Used for oral mineralocorticoid replacement therapy in:
Primary and secondary Adrenocortical Insufficiency in Addison’s disease: Usual dose may range from 0.2 mg 3 times weekly to 0.2 mg daily. If hypertension occurs, reduce dosage to 0.05 mg daily. Administer concomitantly with Cortisone or hydrocortisone.
Salt-Losing Adrenogenital Syndrome: 0.1 to 0.2 mg/day.
Postural Hypotension: 0.1-0.4 mg daily to diabetic patients with postural hypotension; 0.05-0.2 mg daily to patients with postural hypotension secondary to Levodopa therapy.
In case of adrenal insufficiency, no absolute contraindications are applicable. In the treatment of non-endocrine diseases where pharmacological dose are more likely to be used, the contraindications to be considered carefully. Relative contraindications include: systemic fungal infection, hypersensitivity to Fludrocortisone, diabetic mellitus, osteoporosis and acute infection.
Most adverse reactions are caused by the drug’s mineralocorticoid activity (retention of sodium andwater) include erythema, purpura, vertigo, pancreatitis, increased intraocular pressure, muscular weakness, hypertension, edema, cardiac enlargement, congestive heart failure, steroid myopathy, peptic ulcer, osteoporosis, convulsions, menstrual irregularities, potassium loss, hypokalemic alkalosis, allergic and anaphylactic reaction etc. When Fludrocortisones is used in the small dosages recommended, side effects are not usually a problem; however the above mentioned unwanted effects should be kept in mind, particularly when Fludrocortisones is used over a prolonged period of time or in conjunction with cortisone or a similar glucocorticoid.
Overdose Effects
Overdose is unlikely; however, treatment of overdose is by supportive and symptomatic therapy.
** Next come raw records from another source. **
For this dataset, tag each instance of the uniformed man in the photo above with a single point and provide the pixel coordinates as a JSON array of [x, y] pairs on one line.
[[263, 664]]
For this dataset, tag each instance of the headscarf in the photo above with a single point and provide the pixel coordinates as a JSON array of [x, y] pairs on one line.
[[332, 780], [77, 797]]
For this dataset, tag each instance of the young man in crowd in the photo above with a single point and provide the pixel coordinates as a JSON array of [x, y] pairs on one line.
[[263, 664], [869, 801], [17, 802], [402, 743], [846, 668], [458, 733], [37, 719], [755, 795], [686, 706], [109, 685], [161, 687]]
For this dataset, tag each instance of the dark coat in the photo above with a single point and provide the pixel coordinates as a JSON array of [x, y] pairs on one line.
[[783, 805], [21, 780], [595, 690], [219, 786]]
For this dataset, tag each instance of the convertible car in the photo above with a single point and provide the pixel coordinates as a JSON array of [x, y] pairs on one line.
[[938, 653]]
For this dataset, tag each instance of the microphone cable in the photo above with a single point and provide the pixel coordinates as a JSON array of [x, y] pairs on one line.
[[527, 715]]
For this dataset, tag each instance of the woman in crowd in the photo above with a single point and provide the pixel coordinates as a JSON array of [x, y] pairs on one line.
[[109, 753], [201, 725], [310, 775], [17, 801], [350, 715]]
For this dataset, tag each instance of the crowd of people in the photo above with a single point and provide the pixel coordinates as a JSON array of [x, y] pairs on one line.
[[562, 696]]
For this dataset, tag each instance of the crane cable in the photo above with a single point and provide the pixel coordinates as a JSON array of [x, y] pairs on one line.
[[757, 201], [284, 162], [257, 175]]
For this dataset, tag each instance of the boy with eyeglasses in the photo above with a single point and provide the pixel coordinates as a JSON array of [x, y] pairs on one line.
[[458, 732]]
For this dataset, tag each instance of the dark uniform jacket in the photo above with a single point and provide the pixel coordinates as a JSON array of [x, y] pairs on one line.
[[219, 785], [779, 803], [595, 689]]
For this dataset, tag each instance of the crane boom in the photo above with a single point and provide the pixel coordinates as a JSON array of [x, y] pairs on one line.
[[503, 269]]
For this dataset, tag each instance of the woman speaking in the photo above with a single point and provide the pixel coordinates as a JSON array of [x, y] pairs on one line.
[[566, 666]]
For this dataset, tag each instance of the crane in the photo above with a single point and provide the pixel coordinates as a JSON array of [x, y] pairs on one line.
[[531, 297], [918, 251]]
Because of its marked effect on sodium retention, the use of Fludrocortisone in the treatment of conditions other than those indicated herein is not advised. Fludrocortisone should be used with caution in patients suffering from different infections (like tuberculosis, measles, chicken pox, herpes zoster or threadworm infestation), congestive cardiac failure, hypertension, renal insufficiency, osteoporosis, drug-induced secondary adrenocortical insufficiency, peptic ulcer, intestinal anastomosis and ulcerative colitis.
Pregnancy & Lactation
Pregnancy category C. There are no adequate and well-controlled studies in pregnant women. Fludrocortisone is only recommended for use during pregnancy when there are no alternatives and benefit outweighs risk.
Lactation: There are no data on the excretion of fludrocortisone into human milk. However, corticosteroids (systemic therapy) are distributed into breast milk and could cause growth suppression and/or other adverse effects in nursing infants. The manufacturer recommends that caution be used when administering Fludrocortisone to nursing women.